The following theorem (lemma 4.2.18 on page 97) is proven in thesis “Computationally efficient Error-Correcting Codes and Holographic Proofs” by Daniel Alan Spielman:

Let $$E(X, Y)$$ be a polynomial of degree ($$\alpha m, \beta n$$) over some field $$\mathbb{F}$$ and $$P(X, Y)$$ be a polynomial of degree ($$\alpha m + \delta m, \beta n+\epsilon n$$) over the same field. Assume there exist distinct $$x_1, \dots, x_m \in \mathbb{F}$$ such that $$E(x_i, Y)$$ divides $$P(x_i, Y)$$ (as a polynomial in $$Y$$) for $$1 \leq i \leq m$$ and distinct $$y_1, … y_n \in \mathbb{F}$$ such that $$E(X, y_i)$$ divides $$P(X, y_i)$$ (as a polynomial in $$X$$) for $$1 \leq i \leq n$$.

If $$\alpha + \beta + \delta + \epsilon < 1\;\;\;\;\;(*)$$ then $$E(X, Y)$$ divides $$P(X,Y)$$ in the ring $$\mathbb{F}[X, Y]$$.

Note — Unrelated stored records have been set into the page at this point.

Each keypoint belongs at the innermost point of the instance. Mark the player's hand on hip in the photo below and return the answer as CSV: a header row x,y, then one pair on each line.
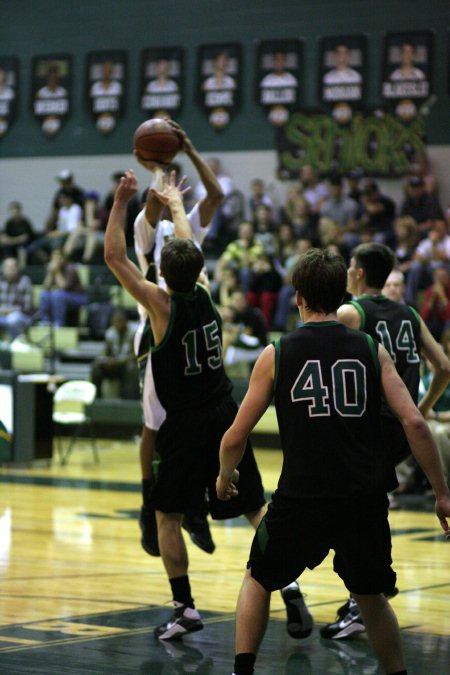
x,y
226,488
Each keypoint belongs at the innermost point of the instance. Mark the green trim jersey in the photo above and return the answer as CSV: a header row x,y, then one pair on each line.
x,y
187,364
327,399
397,327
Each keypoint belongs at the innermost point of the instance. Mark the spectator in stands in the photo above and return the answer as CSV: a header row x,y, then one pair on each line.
x,y
264,228
17,234
62,290
341,210
118,361
66,184
264,287
432,252
435,310
394,287
406,238
285,242
258,197
420,205
241,254
16,297
286,296
378,213
314,191
302,220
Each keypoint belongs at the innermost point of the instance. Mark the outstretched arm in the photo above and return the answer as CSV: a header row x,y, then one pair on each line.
x,y
171,195
441,366
418,433
214,194
255,403
154,299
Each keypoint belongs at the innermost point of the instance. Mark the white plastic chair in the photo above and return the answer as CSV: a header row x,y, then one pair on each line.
x,y
69,409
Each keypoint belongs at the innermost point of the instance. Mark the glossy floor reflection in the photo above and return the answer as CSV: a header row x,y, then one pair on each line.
x,y
79,596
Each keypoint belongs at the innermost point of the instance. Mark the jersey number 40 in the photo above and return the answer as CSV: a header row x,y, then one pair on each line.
x,y
349,390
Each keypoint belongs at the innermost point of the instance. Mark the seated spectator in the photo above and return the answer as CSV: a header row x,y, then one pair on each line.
x,y
341,210
17,234
286,297
16,296
394,286
238,344
302,220
69,227
285,243
258,197
432,252
378,213
435,310
241,254
314,191
67,185
264,229
420,205
62,290
118,361
264,287
406,238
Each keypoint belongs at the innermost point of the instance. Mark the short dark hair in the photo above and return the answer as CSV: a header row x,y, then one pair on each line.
x,y
321,278
181,263
377,261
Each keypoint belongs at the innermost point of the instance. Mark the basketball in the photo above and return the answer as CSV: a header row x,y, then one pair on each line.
x,y
157,141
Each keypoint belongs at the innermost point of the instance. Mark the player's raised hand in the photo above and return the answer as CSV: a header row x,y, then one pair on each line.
x,y
443,512
186,143
127,187
171,192
149,164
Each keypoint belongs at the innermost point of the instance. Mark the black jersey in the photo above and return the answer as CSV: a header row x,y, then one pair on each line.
x,y
397,327
187,364
327,398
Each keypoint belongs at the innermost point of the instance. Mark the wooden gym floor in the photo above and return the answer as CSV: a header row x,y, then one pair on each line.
x,y
79,595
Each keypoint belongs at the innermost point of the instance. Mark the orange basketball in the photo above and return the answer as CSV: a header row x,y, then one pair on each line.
x,y
155,140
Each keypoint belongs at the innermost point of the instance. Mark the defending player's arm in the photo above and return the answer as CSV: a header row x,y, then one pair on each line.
x,y
214,194
255,403
441,366
171,195
154,299
418,433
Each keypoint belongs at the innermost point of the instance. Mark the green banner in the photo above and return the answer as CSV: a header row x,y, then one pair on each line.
x,y
378,143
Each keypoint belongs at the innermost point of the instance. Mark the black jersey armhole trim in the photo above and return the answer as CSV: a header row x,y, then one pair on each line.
x,y
277,345
361,312
374,351
173,306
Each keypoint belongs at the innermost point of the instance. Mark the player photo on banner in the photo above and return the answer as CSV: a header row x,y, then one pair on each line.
x,y
279,78
9,76
106,73
342,74
162,71
219,81
407,71
51,91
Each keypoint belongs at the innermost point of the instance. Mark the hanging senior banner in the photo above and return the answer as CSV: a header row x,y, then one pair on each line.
x,y
342,74
9,76
407,72
219,72
279,78
106,72
51,91
162,71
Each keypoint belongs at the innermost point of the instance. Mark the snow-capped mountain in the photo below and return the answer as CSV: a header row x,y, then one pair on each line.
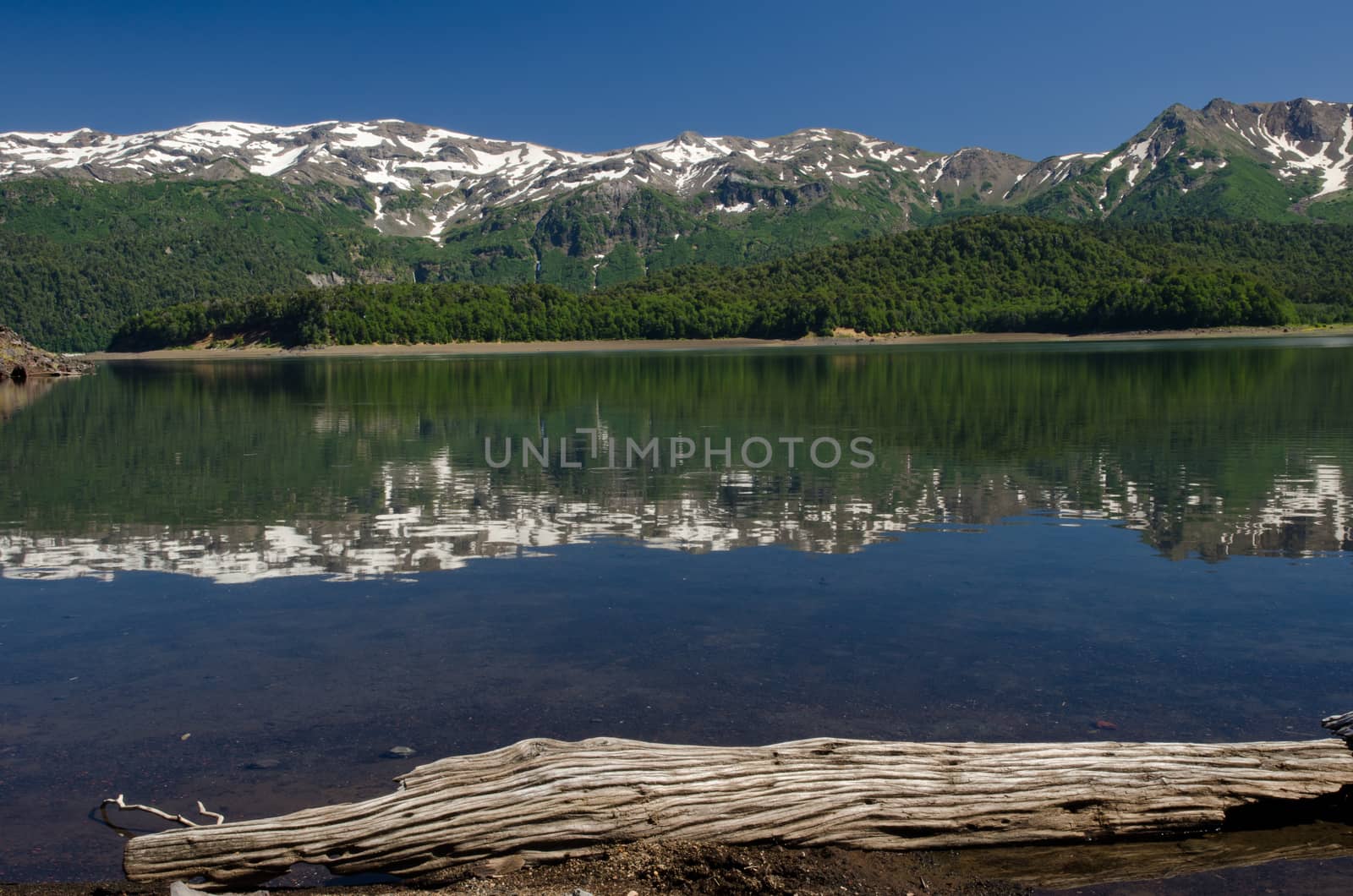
x,y
1298,153
424,180
459,175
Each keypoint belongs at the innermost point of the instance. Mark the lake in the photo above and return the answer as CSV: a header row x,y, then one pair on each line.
x,y
247,581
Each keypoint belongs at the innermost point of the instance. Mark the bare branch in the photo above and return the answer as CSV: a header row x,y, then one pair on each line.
x,y
202,810
137,807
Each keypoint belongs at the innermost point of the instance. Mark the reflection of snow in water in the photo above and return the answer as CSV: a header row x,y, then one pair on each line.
x,y
468,515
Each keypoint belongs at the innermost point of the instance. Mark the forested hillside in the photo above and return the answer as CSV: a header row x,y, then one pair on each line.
x,y
992,274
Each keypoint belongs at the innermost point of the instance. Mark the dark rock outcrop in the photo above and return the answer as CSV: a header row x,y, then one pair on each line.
x,y
20,360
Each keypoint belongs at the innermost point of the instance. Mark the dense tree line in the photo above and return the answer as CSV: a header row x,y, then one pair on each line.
x,y
992,274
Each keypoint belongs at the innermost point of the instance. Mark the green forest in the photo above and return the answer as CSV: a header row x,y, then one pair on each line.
x,y
988,274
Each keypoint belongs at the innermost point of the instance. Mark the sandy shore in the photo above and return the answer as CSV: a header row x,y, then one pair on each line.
x,y
841,340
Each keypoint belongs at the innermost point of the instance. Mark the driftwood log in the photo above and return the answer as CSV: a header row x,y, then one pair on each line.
x,y
550,799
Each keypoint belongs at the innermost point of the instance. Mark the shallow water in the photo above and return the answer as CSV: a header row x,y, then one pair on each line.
x,y
302,563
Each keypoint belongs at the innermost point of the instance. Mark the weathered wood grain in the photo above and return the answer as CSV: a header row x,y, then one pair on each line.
x,y
550,799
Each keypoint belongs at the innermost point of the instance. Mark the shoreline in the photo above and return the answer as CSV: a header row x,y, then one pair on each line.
x,y
842,340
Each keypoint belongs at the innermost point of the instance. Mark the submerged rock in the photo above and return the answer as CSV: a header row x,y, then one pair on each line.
x,y
20,360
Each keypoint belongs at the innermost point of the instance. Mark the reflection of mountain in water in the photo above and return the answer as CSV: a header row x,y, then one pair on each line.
x,y
365,467
467,516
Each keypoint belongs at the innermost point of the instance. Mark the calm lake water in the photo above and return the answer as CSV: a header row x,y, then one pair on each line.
x,y
302,563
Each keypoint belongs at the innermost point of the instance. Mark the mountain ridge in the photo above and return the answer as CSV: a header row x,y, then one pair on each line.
x,y
425,180
98,227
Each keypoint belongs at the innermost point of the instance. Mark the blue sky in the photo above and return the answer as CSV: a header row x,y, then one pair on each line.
x,y
1034,80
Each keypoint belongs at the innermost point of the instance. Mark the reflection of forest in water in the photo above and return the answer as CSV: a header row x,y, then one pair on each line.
x,y
240,470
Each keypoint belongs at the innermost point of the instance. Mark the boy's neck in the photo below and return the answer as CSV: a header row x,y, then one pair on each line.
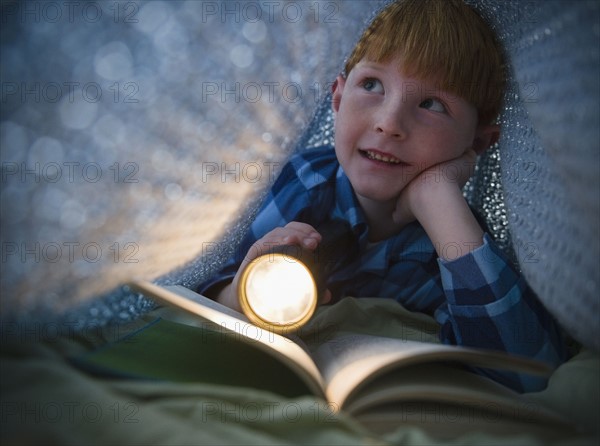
x,y
379,218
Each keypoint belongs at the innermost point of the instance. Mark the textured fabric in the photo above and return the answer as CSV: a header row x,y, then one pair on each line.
x,y
478,298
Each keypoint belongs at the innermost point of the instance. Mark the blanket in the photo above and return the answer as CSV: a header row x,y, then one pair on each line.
x,y
46,400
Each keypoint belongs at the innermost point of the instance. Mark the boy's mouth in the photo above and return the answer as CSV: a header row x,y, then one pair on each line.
x,y
381,157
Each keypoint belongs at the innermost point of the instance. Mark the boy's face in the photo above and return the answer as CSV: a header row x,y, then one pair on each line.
x,y
389,128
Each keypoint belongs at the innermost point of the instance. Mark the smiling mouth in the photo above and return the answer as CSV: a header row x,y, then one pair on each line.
x,y
376,156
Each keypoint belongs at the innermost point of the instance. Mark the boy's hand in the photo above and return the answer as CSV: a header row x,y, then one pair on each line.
x,y
294,233
435,199
451,174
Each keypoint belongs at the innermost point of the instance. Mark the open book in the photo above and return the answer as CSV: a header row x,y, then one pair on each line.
x,y
379,380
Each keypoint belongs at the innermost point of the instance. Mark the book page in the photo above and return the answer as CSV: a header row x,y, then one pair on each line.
x,y
351,361
278,346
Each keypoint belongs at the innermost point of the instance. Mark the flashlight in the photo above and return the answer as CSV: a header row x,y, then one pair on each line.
x,y
279,290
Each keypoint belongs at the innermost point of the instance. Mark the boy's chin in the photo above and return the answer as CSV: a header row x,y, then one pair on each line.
x,y
379,195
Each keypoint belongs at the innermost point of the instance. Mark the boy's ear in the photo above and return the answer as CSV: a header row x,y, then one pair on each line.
x,y
337,88
485,137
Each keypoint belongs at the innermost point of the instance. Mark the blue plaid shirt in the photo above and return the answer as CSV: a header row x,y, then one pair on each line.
x,y
479,300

My question is the following: how strict and precise is bound $$(*)$$? Is there a counterexample to the statement, given that $$\alpha + \beta + \delta + \epsilon \geq 1?$$

I suppose there are some connections with multivariate resultants and elimination theory, so I put them in the tags.